Viaje a la guarida del dragón y el nido de la paloma.
Cerré los ojos para comenzar el vuelo, acallé el ladrido de los perros y los pitazos y me cubrí del frío con el poder misterioso del aroma de las flores. Detuve el curso de los ríos y el viento dejó de empujar las nubes. Entré sigiloso a los tejidos, a la sangre y la linfa con esa destreza con que roban los ladrones.
No me detuve a juzgar los flujos ni corrientes neuronales, ni observé siquiera las endorfinas, o las descargas del cerebro. En lo más profundo de mi alma encontré la nada, los espacios vacíos, la oscuridad y el silencio cósmico.
Entonces descubrí la guarida del dragón y el nido de la paloma.
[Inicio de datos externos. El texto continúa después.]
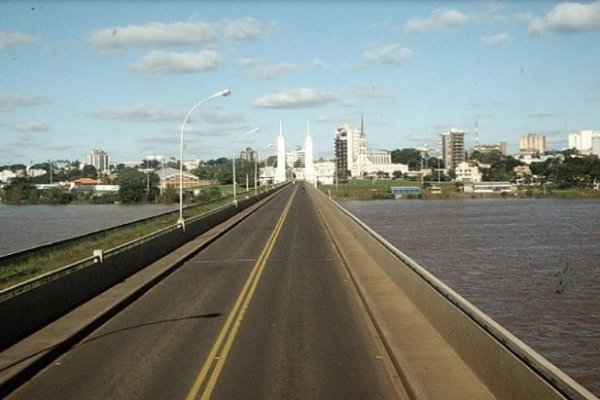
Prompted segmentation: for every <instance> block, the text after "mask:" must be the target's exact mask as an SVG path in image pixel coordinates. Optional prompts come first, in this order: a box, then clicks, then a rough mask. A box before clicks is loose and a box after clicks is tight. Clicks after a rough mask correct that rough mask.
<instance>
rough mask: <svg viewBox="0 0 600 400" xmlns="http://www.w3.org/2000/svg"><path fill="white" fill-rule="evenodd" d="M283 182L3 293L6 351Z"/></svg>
mask: <svg viewBox="0 0 600 400" xmlns="http://www.w3.org/2000/svg"><path fill="white" fill-rule="evenodd" d="M281 187H282V185H277V186H273V187H271V188H269V190H267V191H264V192H260V193H258V194H257V195H256V196H254V195H252V196H245V197H244V198H243V199H241V200H239V201H238V205H237V207H236V206H235V205H233V204H228V205H225V206H222V207H219V208H217V209H215V210H212V211H210V212H207V213H205V214H202V215H199V216H196V217H192V218H189V219H187V220H186V223H185V230H183V229H181V227H180V226H179V225H172V226H169V227H166V228H163V229H160V230H158V231H155V232H152V233H150V234H148V235H146V236H144V237H142V238H138V239H135V240H132V241H130V242H127V243H124V244H122V245H120V246H116V247H114V248H111V249H106V250H100V249H90V253H92V255H91V256H90V257H86V258H84V259H82V260H79V261H77V262H75V263H72V264H69V265H66V266H64V267H62V268H59V269H57V270H54V271H51V272H48V273H46V274H43V275H40V276H38V277H35V278H32V279H29V280H27V281H25V282H22V283H20V284H18V285H15V286H13V287H10V288H7V289H4V290H1V291H0V321H2V324H3V326H6V327H10V329H1V330H0V350H3V349H5V348H7V347H9V346H11V345H12V344H14V343H15V342H17V341H19V340H21V339H22V338H24V337H25V336H27V335H29V334H31V333H33V332H35V331H36V330H38V329H40V328H41V327H43V326H45V325H47V324H48V323H50V322H52V321H53V320H55V319H56V318H58V317H60V316H62V315H64V314H65V313H67V312H69V311H70V310H72V309H74V308H75V307H77V306H78V305H80V304H82V303H83V302H85V301H87V300H89V299H91V298H93V297H94V296H96V295H98V294H100V293H101V292H103V291H104V290H106V289H108V288H110V287H112V286H114V285H115V284H117V283H118V282H120V281H122V280H124V279H126V278H127V277H128V276H130V275H132V274H133V273H135V272H137V271H139V270H140V269H142V268H144V267H145V266H147V265H150V264H151V263H152V262H154V261H156V260H158V259H160V258H161V257H164V256H165V255H167V254H168V253H170V252H172V251H173V250H175V249H176V248H178V247H180V246H182V245H183V244H185V243H186V242H188V241H190V240H192V239H194V238H195V237H197V236H199V235H201V234H202V233H204V232H206V231H208V230H209V229H211V228H213V227H214V226H217V225H218V224H220V223H222V222H224V221H226V220H227V219H229V218H231V217H232V216H234V215H235V214H237V213H238V212H239V211H241V210H243V209H245V208H247V207H249V206H250V205H252V204H254V203H256V202H258V201H259V200H261V199H263V198H265V197H267V196H268V195H270V194H272V193H273V192H275V191H277V190H279V189H281Z"/></svg>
Al dragón le duele la soledad camuflada de tu ausencia, le molesta el ruido que hacen otros pasos en tu vida, le irritan los celos y le entristece no poseerte como si fueras un trofeo. El dragón se revuelca en su mística creencia de que eres un ser ajeno, que aparentas estar lejos cuando estás cerca.
Él necesita compromisos y promesas, requiere que interpreten una función de marionetas, que vengas todas las noches con un stradivarius a rezar en mi oído una pieza de Bach. Él se alimenta de problemas y me suplanta cuando lloro como un niño porque no puedo rozar tu piel, ni dormir respirando el olor misterioso de tu cuello. Echa fuego por sus fauces cuando hablas con otro, cuando taconeas por la calle y mueves las caderas, cuando te ríes con un tercero y declaras a voz en cuello que estás defendiendo tu derecho a darle un poco más de amor a los limoneros, a esas diminutas conchas de la playa donde te rindes.
Allí también habita la paloma: arrojando luz sobre las flores, sobre los campos de trigo y las fachadas de los edificios de mi calle. Eterna y alerta, impasible ante el paso del tiempo como si fuera una caravana de soldados, arropada por el místico zurrón de la fe en el amor que nos tenemos.